Title: COVID-19 Pandemic and Exercise for Healthcare Workers (COPE HCW) trial: Secondary analyses examining the effects of at-home exercise on healthcare workers’ multidimensional well-being

Supervisor: Dr. Eli Puterman
Committee members: Dr. Guy Faulkner, Dr. Mark Beauchamp

Abstract:

Background. Research on employee well-being should employ a broader more interdisciplinary perspective extending past employee health and functioning specific to the workplace. Accordingly, healthcare worker (HCW) multidimensional well-being as an overarching concept should be inclusive of a broad range of context-free and work-family measures of ill-being and well-being that span multiple dimensions, including both physical and mental realms of life.
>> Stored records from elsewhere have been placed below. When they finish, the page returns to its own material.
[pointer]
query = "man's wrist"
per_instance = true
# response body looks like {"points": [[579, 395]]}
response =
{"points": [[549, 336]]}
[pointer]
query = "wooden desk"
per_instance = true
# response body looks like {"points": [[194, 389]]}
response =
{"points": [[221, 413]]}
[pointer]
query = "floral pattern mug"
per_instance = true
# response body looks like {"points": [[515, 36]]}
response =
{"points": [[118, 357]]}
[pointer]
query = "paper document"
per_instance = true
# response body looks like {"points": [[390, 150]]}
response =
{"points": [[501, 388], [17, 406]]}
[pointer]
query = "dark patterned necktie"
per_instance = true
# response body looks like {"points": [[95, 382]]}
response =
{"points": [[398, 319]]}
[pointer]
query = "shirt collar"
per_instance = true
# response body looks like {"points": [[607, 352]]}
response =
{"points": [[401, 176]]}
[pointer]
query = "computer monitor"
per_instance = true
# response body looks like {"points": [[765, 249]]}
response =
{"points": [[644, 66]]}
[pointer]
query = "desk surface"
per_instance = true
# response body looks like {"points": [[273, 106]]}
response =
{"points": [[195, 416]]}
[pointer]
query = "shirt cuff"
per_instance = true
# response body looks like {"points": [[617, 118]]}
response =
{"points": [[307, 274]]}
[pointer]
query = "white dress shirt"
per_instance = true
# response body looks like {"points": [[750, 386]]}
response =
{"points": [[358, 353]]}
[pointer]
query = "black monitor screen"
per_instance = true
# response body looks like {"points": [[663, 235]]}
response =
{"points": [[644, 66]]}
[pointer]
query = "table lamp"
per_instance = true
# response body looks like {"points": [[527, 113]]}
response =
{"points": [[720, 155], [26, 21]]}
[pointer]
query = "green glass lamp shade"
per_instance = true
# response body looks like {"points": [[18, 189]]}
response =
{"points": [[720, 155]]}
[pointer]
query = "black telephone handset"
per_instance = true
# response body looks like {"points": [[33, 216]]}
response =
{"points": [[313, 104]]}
As HCW ill-being and well-being have worsened throughout the COVID-19 pandemic, individual-level behavioural interventions are needed to support the workforce. Exercise interventions — in particular, mHealth exercise interventions — have been successful in improving the health and well-being of highly stressed populations. More specifically, a recent 12-week mHealth exercise intervention for HCWs in Vancouver, BC demonstrated significant treatment effects for depressive symptoms, burnout symptoms, and absenteeism among those randomized to an exercise (vs. waitlist control) condition. Whether positive treatment effects can extend to an array of multidimensional ill-being and well-being outcomes has yet to be explored.

Methods. The proposed study will employ data from the COVID-19 Pandemic and Exercise for Healthcare Workers (COPE HCW) trial, a two-arm (exercise vs. waitlist control) parallel randomized controlled trial for low-active HCWs working at Providence Health Care centres across Vancouver, BC. The effects of engagement with a suite of exercise applications for 80 minutes per week for 12 weeks (vs. waitlist control) on multidimensional well-being will be examined. Using intent-to-treat analyses with a structural equation modelling (SEM) growth model approach, treatment effects will be analyzed for physical health symptoms, recent global stress, work-to-personal life interference, overall physical health, overall mental/emotional health, life satisfaction, psychological flourishing, resilience, and work-to-personal life enhancement. It is hypothesized that there will be significant treatment effects in favour of improvements among the exercise condition (vs. waitlist control) for all ill-being and well-being outcomes.

Significance. Findings will help to describe the multidimensional well-being of HCWs during the pandemic, providing insight on a broad range of physical and psychological outcomes. Treatment effects will help to inform future workplace well-being interventions by identifying targets for intervention and by providing evidence that exercise can be used as a modality to support the physical and psychological well-being of HCWs.